Query Execution (Fetching Data):
The SQL query is executed, and the structured data (movie title and review) is fetched from the database:
movie_title: "The Great Romance"
review: "An emotional rollercoaster that captures the essence of love. The chemistry between the leads was electric, and the story was captivating."
Answer Generation (LM Post-Processing):
- Now, the TAG system uses a language model (LM) (e.g., GPT) to process the unstructured data (reviews).
- TAG uses the LM to summarize the fetched reviews, as requested by the query. This might involve multiple passes or an iterative process where the model condenses the information in the review field:
Summary: "The reviews highlight the chemistry between the leads and praise the emotional depth of the story."
Reasoning (Handling “Last Year”):
TAG is capable of understanding that “last year” is a dynamic term. While Text2SQL might rely on SQL date functions (e.g., YEAR(CURDATE()) - 1
), TAG can handle more complex reasoning about time periods, particularly if the logic is not directly expressible in SQL.

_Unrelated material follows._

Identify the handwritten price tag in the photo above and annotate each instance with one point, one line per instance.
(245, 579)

For example, the model can interpret “last year” even if it’s not explicitly stored in the database.
Final Answer Generation:
The TAG system combines both the structured data (e.g., the movie title) and the reasoning/summarization from the language model to form the final natural language response:
The highest-grossing romance movie from last year is "The Great Romance." The reviews praise the chemistry between the leads and the emotional depth of the story.
Technical Components in TAG:
- Language Models (LM): For summarization, reasoning, and handling unstructured data. LMs like GPT-4 are used to process the results retrieved from the database.
- Schema-Aware SQL Generation: Like Text2SQL, TAG uses schema-aware NLP models to generate SQL queries, but it augments this with reasoning capabilities.
- Post-Processing Pipelines: TAG integrates SQL results into post-processing pipelines that use LMs to generate more refined answers.
Final Verdict
Conclusion:
- Text2SQL stops at generating SQL queries and retrieving data, handling simple, structured questions.
- TAG goes further by incorporating a language model to process unstructured data, handle reasoning tasks, and generate complex, human-like responses based on both structured data from the database and external reasoning. This makes TAG more suited to real-world, complex queries.